Coronavirus : les sites conspirationnistes vont gagner 25 millions de dollars grâce aux GAFAM

 

Un téléphone affichant Google Analytics

Alors qu’ils annonçaient en mars leur collaboration pour lutter contre la désinformation sur le coronavirus, les GAFAM vont rapporter au moins 25 millions de dollars aux sites conspirationnistes en 2020.

Les plates-formes de publicité numérique gérées par Google, Amazon.com Inc. et d’autres géants de la tech vont rapporter  cette année au moins 25 millions de dollars à des sites diffusant des informations jugées erronées sur le Covid-19. C’est ce qu’indique une étude publiée mercredi par le groupe de recherche britannique Global Disinformation Index (GDI), une organisation à but non lucratif.

L’équipe a analysé 480 sites en langue anglaise, identifiés comme « publiant des fausses informations sur le
virus ». Elle a repéré plusieurs sites sur lesquelles, les éditeurs traitent de questions relatives à l’origine du virus, qui aurait été créé par Bill Gates, l’OMS ou des expérimentations en laboratoire. Global Disinformation Index identifie cinq régies publicitaires principales à l’origine des publicités diffusées sur ces sites – et leur rapportant ainsi de l’argent : Google, Amazon.com Inc., OpenX, Taboola et Xandr.
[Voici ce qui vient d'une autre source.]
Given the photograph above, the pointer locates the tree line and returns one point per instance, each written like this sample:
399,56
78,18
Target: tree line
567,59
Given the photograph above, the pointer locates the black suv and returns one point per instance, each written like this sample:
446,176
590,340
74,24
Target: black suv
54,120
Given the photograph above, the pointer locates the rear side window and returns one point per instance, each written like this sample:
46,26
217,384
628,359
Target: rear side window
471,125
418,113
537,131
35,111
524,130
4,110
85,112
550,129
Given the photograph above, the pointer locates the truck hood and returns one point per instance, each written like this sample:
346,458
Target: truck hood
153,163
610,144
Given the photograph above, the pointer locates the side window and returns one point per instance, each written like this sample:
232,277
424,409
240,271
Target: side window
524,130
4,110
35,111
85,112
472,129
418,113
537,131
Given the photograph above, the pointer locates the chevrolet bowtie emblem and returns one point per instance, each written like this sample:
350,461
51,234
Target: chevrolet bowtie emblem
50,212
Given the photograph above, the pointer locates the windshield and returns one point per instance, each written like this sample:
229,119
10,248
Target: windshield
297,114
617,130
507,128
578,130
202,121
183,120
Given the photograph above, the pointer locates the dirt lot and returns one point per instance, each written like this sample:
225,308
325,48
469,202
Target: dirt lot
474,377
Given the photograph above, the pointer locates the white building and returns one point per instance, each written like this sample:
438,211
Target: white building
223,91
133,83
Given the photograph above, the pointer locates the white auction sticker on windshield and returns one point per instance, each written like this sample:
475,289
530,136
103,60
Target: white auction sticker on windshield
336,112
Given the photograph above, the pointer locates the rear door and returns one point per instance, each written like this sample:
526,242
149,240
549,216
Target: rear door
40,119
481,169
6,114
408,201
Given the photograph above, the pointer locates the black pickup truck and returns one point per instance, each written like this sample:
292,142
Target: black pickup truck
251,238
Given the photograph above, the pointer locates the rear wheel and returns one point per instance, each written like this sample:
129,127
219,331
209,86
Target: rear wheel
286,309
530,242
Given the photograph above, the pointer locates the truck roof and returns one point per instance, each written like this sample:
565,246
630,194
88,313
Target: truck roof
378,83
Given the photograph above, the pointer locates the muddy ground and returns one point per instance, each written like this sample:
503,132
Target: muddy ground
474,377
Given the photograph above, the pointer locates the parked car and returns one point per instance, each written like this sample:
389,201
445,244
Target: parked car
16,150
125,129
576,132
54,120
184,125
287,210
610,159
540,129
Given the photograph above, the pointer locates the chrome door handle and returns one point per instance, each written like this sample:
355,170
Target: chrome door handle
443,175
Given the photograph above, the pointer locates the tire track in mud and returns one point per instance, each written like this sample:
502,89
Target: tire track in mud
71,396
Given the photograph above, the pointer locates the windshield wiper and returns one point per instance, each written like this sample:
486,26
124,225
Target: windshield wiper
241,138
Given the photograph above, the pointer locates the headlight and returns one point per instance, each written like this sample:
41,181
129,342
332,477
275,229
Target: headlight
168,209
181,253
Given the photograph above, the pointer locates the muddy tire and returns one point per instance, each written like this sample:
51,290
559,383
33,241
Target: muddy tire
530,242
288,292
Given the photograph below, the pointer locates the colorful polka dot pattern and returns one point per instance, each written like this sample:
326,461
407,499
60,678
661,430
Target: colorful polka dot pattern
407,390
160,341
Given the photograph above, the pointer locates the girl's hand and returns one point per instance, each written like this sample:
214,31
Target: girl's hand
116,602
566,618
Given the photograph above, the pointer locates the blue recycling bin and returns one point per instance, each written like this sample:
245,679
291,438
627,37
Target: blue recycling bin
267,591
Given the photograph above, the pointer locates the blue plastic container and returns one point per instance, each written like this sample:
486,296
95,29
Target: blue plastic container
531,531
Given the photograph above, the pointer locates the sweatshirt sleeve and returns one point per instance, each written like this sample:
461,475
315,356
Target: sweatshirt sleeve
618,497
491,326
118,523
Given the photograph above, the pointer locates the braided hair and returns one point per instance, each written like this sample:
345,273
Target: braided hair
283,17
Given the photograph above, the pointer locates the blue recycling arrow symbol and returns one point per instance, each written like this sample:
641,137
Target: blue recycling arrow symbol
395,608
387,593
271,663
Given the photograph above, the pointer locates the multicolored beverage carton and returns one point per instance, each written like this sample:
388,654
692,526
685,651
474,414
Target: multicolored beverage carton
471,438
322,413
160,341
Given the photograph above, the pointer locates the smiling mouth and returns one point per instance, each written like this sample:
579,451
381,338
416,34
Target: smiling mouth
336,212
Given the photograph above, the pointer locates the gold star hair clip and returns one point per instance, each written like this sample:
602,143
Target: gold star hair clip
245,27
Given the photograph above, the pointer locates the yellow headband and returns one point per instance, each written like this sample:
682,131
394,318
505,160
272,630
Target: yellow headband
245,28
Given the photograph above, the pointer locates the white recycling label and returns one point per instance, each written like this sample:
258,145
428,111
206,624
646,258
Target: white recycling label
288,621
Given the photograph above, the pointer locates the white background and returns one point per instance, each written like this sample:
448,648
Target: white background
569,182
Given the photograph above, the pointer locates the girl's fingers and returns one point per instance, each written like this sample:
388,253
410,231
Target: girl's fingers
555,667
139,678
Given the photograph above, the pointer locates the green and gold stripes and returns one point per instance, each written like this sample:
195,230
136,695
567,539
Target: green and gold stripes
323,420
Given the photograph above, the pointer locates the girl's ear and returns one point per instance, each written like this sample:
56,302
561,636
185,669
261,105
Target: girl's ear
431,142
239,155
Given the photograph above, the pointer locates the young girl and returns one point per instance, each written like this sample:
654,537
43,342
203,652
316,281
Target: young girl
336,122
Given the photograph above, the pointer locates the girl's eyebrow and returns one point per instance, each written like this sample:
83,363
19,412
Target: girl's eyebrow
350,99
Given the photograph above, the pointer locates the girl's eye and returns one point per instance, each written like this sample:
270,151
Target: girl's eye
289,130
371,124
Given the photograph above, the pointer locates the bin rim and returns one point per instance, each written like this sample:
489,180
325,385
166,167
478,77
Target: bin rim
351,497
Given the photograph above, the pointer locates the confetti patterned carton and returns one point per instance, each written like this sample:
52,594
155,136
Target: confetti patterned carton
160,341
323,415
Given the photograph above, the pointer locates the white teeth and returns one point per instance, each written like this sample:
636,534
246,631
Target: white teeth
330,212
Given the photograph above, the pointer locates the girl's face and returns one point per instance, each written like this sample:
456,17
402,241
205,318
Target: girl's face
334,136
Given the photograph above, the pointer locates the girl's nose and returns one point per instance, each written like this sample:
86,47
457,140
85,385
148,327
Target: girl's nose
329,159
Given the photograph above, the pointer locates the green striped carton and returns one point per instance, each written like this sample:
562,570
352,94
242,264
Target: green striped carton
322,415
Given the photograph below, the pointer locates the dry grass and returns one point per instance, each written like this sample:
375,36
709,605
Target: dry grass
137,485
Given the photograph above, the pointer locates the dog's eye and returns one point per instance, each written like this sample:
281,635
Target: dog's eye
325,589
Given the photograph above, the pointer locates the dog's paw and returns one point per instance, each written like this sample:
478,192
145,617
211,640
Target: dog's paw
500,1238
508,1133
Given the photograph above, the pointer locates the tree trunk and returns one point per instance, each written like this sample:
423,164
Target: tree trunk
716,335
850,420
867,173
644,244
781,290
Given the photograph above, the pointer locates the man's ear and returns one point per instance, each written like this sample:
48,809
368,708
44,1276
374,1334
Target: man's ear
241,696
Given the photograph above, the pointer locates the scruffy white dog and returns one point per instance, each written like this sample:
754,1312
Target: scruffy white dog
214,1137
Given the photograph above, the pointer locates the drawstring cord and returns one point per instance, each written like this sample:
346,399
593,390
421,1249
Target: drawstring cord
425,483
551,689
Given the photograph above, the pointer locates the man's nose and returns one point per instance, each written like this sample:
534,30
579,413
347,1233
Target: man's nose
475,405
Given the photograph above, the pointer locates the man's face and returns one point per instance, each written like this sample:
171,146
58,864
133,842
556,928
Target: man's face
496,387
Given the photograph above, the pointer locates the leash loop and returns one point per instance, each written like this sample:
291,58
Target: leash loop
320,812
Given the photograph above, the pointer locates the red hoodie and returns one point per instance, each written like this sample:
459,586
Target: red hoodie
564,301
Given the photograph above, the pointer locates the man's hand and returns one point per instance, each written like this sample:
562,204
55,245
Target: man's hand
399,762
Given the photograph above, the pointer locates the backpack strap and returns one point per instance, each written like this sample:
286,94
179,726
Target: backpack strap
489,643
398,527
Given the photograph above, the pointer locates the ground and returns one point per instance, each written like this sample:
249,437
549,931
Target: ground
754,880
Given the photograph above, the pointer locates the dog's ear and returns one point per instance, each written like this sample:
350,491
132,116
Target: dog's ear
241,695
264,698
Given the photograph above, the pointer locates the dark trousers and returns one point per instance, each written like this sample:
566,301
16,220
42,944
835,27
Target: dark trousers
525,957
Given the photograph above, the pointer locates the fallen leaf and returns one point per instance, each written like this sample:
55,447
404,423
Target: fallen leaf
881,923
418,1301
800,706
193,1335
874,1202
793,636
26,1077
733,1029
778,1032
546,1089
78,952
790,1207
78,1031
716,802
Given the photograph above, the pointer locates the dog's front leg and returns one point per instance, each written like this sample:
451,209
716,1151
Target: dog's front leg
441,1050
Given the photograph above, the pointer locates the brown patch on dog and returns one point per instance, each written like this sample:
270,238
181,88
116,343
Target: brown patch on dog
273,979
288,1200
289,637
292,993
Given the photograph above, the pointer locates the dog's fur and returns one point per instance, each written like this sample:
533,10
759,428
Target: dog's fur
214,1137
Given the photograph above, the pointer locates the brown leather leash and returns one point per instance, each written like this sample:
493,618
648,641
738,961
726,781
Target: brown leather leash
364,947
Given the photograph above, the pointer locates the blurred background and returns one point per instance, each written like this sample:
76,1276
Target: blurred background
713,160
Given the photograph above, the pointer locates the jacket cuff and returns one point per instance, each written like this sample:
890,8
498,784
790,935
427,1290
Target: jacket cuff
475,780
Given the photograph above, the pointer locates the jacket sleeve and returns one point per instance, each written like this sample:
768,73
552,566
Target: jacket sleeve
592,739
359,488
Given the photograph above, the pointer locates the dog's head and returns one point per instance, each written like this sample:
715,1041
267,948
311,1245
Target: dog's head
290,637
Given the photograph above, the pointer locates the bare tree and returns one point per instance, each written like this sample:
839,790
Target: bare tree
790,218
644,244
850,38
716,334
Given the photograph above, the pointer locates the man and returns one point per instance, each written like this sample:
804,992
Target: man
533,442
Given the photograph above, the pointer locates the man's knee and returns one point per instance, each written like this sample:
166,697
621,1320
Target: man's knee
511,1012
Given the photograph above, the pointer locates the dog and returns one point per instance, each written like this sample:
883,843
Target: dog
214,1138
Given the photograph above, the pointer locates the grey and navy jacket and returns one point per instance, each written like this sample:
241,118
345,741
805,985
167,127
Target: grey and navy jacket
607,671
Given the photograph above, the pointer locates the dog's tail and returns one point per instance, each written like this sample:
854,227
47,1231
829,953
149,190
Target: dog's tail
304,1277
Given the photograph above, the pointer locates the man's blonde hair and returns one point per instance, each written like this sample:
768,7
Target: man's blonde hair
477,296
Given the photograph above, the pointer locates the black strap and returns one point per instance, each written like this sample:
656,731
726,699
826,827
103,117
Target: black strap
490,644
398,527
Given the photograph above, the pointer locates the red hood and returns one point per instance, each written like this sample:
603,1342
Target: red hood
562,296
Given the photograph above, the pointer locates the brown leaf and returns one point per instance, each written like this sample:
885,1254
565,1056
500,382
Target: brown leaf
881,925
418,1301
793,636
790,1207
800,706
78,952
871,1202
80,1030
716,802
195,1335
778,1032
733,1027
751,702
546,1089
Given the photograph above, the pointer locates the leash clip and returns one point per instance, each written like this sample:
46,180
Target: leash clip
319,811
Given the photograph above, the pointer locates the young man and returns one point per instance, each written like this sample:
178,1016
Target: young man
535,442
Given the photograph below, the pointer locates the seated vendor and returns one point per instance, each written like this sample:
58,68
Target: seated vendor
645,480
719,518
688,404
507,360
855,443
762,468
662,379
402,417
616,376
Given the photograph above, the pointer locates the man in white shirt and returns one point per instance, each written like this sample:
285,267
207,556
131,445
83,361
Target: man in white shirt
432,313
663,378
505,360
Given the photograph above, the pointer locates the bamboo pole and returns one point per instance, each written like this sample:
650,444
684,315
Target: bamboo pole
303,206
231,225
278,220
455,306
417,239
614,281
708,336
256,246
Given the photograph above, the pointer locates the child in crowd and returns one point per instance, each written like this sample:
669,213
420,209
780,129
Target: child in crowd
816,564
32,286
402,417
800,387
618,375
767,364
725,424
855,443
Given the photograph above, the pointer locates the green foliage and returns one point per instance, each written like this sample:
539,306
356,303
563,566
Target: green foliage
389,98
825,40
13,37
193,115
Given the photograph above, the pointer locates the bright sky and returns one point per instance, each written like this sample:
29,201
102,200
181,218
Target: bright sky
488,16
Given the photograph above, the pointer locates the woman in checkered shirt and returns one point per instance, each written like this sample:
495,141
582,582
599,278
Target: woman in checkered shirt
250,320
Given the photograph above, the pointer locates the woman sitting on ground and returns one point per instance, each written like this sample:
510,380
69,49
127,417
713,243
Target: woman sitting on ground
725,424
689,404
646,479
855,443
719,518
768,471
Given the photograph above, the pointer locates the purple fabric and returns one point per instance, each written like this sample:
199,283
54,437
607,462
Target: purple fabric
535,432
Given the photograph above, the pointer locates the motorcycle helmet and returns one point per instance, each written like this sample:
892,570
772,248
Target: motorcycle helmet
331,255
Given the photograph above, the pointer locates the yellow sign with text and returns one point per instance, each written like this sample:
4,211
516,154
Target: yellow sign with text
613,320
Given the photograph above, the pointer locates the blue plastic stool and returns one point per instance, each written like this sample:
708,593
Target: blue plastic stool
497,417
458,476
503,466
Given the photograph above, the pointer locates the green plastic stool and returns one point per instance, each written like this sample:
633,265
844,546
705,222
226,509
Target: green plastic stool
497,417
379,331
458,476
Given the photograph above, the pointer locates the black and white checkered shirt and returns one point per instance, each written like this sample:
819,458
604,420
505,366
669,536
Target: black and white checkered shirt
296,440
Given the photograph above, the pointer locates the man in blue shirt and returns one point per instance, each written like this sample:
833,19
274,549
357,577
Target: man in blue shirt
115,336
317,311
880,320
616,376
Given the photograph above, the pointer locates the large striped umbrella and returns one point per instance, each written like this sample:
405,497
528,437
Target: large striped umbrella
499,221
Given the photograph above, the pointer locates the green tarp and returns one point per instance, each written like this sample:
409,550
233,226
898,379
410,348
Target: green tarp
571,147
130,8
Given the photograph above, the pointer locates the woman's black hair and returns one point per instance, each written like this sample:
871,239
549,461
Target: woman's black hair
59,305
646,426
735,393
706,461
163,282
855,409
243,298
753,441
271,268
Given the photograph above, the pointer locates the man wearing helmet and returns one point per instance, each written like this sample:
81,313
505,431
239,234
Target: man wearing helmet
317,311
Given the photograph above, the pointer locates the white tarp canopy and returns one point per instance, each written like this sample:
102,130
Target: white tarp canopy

Google génère à lui seul trois quart des revenus

Ces publicités peuvent aussi bien être dédiées à des cosmétiques comme les produits L’Oréal, qu’à des produits tech comme les appareils Canon ou des fournitures de bureau proposées par Wayfair Inc. Par exemple, une publicité vendue par Amazon, en mai, fait la promotion d’un produit L’Oréal sur le site Americanthinker, dans un article intitulé « Est-ce que l’industrie pharmaceutique supprime l’hydroxychloroquine ? ».

Parmi ces annonceurs, c’est Google qui rapporte le plus d’argent aux sites conspirationnistes avec 3 dollars sur 4 dollars de revenus engrangés. Au total, le géant de la tech va rapporter la somme de 19 millions de dollars sur 25 millions pour l’ensemble de l’année 2020. OpenX , un plus petit distributeur de publicités numériques, produit environ 10% de l’argent, tandis qu’Amazon génère environ 1,7 million de dollars (7%). Les données publiées par GDI excluent les services de médias sociaux et de vidéo en ligne, de sorte que le total réel est probablement beaucoup plus élevé.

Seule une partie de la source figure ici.